Маркус не стал затруднять себя поисками другой гувернантки. И даже не планировал этим заниматься до тех пор, пока не претворит в жизнь задуманное. О том, что будет, если его грандиозный план сорвется, он не осмеливался думать.

– Чай в библиотеку, – распорядился Маркус, передавая дворецкому шляпу и пальто, все еще влажные от прогулки под дождем.

– Слушаюсь, ваша светлость, – сурово сказал Томпсон.

Маркус направился в библиотеку, их библиотеку, но, перед тем как войти, остановился в нерешительности. Казалось бы – та же комната, что и раньше, но она стала другой. Маркус проводил в библиотеке все вечера с тех пор, как Лили ушла. Он уходил спать только тогда, когда чувствовал себя окончательно измотанным, потому что знал: если у него останется хоть чуть-чуть сил, он так и не уснет. Он будет лежать без сна и думать о ней. О том, что делали они, лежа в его постели. О том, что он хотел бы делать с ней.

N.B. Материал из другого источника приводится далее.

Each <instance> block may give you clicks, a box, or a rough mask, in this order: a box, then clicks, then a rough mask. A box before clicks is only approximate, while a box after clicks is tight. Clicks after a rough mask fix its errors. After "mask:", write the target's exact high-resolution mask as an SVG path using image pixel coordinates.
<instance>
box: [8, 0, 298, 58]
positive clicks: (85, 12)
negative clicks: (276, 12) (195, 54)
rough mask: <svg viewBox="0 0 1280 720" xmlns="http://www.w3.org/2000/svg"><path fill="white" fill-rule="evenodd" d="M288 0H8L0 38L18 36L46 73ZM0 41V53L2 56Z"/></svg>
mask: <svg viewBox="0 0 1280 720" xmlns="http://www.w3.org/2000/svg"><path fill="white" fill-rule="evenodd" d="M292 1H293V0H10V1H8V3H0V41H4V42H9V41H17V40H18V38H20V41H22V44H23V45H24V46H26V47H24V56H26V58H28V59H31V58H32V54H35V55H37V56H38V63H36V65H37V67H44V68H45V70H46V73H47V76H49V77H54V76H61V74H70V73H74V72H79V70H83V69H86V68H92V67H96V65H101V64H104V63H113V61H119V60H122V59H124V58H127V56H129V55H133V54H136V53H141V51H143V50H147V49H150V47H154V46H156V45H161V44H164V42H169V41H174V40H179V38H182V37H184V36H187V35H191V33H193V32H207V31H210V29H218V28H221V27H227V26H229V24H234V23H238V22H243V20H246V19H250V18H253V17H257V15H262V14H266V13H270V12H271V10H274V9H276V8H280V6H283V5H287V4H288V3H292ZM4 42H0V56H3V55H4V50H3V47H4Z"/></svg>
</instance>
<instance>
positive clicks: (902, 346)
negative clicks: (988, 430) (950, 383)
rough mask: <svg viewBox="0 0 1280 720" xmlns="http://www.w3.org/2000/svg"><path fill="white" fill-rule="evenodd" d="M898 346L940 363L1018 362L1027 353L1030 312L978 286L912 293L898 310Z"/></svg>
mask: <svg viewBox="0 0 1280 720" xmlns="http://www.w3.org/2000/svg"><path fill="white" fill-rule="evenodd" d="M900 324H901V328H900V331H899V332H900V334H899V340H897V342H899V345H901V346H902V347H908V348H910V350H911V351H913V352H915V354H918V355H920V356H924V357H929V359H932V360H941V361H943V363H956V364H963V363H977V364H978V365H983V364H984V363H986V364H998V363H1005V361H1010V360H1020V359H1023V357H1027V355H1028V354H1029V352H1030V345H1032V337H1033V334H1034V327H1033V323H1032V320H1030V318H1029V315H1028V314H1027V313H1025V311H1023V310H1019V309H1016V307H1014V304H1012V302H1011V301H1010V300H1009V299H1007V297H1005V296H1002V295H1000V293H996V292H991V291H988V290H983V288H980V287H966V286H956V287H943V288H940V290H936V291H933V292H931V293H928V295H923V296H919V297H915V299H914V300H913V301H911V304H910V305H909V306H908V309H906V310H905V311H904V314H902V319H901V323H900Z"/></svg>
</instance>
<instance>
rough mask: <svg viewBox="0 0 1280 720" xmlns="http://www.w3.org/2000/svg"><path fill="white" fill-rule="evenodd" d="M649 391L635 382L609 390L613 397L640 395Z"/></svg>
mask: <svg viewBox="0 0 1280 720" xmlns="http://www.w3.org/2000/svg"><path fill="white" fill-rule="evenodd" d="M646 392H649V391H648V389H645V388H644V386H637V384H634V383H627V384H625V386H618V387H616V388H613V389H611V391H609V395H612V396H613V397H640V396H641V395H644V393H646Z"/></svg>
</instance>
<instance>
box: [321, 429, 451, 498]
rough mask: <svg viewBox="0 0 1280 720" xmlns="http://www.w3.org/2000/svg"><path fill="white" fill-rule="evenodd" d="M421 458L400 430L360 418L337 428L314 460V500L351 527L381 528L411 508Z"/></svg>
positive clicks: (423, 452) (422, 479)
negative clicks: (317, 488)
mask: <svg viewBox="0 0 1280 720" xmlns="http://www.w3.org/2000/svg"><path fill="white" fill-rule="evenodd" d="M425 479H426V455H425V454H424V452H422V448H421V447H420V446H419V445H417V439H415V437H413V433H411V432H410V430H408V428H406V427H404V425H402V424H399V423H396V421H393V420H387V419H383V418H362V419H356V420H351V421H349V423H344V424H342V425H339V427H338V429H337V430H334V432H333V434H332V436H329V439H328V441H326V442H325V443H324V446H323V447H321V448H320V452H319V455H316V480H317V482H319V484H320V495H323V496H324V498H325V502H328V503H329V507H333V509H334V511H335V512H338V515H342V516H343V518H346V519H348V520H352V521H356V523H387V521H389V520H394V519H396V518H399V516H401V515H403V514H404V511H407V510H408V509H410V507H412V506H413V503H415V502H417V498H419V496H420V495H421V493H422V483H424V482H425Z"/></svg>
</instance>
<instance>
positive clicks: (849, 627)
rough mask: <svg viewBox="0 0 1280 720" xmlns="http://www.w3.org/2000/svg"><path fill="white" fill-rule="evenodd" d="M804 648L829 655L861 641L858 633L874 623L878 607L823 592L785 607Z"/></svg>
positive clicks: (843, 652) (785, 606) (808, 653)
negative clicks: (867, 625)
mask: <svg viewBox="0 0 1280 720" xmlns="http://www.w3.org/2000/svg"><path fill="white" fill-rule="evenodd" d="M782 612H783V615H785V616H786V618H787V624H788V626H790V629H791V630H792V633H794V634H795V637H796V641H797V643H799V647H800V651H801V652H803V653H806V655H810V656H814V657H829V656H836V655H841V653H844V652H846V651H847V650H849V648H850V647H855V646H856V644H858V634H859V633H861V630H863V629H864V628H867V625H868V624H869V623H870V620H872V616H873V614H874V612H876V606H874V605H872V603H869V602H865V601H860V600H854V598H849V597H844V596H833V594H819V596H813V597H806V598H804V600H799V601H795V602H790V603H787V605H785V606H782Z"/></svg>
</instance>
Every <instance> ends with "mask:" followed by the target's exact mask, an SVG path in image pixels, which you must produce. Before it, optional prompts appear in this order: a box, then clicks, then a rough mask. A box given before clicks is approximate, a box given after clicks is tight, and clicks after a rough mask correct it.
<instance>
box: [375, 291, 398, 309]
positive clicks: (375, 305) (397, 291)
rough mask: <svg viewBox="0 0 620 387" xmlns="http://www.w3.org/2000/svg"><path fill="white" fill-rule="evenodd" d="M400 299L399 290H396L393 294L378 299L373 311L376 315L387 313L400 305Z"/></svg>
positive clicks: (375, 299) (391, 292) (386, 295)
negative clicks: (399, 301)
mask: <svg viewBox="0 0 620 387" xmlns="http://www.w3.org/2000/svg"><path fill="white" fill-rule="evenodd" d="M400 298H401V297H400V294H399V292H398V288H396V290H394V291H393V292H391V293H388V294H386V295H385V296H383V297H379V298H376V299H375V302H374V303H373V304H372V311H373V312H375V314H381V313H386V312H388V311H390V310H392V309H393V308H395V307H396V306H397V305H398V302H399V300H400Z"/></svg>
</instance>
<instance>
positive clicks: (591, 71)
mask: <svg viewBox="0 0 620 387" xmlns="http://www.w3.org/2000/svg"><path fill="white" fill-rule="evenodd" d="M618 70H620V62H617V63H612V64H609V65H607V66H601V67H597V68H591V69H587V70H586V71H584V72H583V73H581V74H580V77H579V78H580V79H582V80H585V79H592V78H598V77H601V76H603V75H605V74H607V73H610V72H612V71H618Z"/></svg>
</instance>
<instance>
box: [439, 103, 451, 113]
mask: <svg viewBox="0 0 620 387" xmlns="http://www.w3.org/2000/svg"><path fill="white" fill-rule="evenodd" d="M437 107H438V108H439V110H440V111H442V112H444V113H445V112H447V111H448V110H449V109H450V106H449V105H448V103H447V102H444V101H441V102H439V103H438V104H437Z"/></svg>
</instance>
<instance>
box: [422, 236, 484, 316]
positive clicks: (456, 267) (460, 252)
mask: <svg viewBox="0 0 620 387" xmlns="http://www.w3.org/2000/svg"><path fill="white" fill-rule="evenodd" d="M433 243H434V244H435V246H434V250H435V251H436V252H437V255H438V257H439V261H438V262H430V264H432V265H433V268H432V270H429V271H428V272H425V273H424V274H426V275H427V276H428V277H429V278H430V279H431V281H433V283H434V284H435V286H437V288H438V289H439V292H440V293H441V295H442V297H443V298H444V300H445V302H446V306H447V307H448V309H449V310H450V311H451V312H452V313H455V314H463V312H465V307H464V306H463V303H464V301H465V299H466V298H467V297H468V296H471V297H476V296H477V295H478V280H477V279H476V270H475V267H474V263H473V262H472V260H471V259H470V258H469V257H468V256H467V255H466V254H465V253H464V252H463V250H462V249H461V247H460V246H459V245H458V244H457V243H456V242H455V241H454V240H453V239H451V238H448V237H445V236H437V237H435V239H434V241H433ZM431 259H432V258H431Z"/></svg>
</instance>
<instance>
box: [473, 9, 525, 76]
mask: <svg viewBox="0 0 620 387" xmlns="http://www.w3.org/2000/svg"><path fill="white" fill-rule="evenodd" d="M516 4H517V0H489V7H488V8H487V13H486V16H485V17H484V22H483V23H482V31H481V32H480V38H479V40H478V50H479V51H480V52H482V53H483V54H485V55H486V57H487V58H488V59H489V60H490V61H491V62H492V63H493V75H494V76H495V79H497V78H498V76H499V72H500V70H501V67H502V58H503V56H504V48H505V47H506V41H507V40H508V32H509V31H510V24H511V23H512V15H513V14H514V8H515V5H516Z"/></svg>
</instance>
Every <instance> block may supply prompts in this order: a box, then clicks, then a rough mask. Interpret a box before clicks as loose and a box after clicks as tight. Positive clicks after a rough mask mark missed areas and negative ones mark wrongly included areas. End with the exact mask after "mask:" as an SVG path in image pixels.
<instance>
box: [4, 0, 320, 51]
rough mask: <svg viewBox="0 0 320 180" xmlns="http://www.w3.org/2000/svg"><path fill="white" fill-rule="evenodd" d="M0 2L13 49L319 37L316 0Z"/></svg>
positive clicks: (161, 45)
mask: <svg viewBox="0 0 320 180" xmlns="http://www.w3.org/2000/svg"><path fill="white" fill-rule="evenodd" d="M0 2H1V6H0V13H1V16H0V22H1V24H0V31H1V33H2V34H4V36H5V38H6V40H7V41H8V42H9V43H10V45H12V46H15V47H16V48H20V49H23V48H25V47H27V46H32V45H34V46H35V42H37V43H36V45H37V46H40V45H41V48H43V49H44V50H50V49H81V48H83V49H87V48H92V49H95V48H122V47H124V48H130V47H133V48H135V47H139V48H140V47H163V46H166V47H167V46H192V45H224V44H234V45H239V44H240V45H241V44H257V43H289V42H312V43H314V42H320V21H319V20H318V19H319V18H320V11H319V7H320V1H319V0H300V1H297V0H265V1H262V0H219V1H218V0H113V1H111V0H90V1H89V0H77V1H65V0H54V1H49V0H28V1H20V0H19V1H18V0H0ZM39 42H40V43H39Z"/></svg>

Он чувствовал себя обманутым, обделенным, словно ему показали, как все должно быть лишь для того, чтобы сразу же всего лишить. И он знал, что ни с одной другой женщиной так уже не будет. Да и не хотелось ему этим заниматься ни с кем, кроме нее. Он хочет ее. И он ее получит. В конце концов, как она не раз ему повторяла, он – герцог. Герцог всемогущий.

Вот только его всемогущество оказывается фикцией, когда доходит до дела.

Маркус пришел к неутешительному выводу, что он в действительности никогда не был прагматиком. В душе он всегда оставался романтиком и поэтом. Увы, никуда не годным. И, что еще хуже, будь Лили сейчас рядом, он бы осыпал ее своими дурными стихами хотя бы для того, чтобы увидеть насмешливый блеск в ее глазах и ее улыбку. Или для того, чтобы полюбоваться, как она приподнимет бровь, изображая сарказм.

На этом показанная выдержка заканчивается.